Von Habsburg describes her in-laws, Archduke Otto von Habsburg and his wife, Princess Regina von Sachsen-Meiningen, who reside in Germany, as supportive but as having little passion for the works she promotes. “I don’t think they understand them,” she says. Her personal life has been fodder for Viennese tabloids, which frequently speculate about her marriage since she and her husband spend much of their time apart. The couple wed in 1993 after Karl asked for her hand in the Capucine Crypt where the Habsburg emperors lie entombed. “How would you like to be buried here?” she quotes him as saying. “It was a very unromantic proposal, unusual though.”

Karl von Habsburg, a former member of the European Parliament, praises her work. “She’s making a fantastic contribution,” he says, while declining comment on the art itself. Before marrying, von Habsburg acquired notoriety as a party girl in 1980s London where she caroused with Iggy Pop and other rock stars. This past April, she hosted a post-concert, midnight supper in her home for the band Queen when it performed in Vienna. But her foundation work has earned her more serious recognition within the art world. “It’s a great achievement,” says Albertina Museum director Klaus Albrecht Schroeder. “I’ve always admired her. One would have expected her to be far more traditional, but she’s had the personal strength to bear witness to the contemporary.”

Can one live among the cutting-edge works she collects in the same way her father did surrounded by his treasures at the Villa Favorita? In response to that query, she invites a visitor up to her apartment one floor above her office. The entry opens directly onto a mod, brightly colored kitchen and dining area, decorated by Cuban-American artist Jorge Pardo with hanging lamps and a floor of dazzling orange and red tiles.

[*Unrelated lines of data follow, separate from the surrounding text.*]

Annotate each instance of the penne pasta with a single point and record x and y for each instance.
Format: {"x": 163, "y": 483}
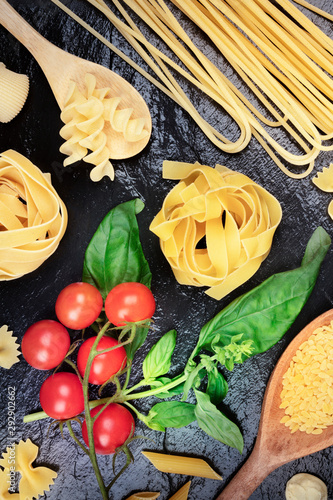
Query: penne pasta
{"x": 177, "y": 464}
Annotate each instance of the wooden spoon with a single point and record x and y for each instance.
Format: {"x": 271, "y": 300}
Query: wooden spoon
{"x": 275, "y": 444}
{"x": 60, "y": 67}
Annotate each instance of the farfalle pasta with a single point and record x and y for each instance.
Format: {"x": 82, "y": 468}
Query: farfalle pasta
{"x": 33, "y": 218}
{"x": 8, "y": 348}
{"x": 14, "y": 88}
{"x": 87, "y": 116}
{"x": 34, "y": 481}
{"x": 215, "y": 227}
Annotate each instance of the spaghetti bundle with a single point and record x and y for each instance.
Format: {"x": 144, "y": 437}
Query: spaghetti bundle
{"x": 285, "y": 61}
{"x": 234, "y": 217}
{"x": 33, "y": 218}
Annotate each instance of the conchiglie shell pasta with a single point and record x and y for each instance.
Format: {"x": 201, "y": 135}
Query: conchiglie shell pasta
{"x": 14, "y": 89}
{"x": 33, "y": 218}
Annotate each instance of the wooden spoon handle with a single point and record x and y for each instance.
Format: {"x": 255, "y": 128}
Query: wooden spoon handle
{"x": 247, "y": 479}
{"x": 39, "y": 47}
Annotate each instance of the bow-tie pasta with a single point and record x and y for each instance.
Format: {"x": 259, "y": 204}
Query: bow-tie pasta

An adjacent salon is hung with a series of photos by Catherine Sullivan.

The most conventional works are the Lucian Freud portrait of her father and a Mapplethorpe photograph (both subjects are clothed). In the hallway just outside her three young children’s bedrooms, she switches on a rattling film projector that comprises a 1972 performance piece by Dennis Hopper. The reel shows the cult artist/actor in the nude as he encircles himself with dynamite and then ignites it. Her seven-year-old son Ferdinand and five-year-old daughter Gloria scamper by, seemingly oblivious to the explosive images flickering on the wall. “People who come from very classical families, classical traditions,” she says of her collecting activities, “are the ones who go way off the deep end.”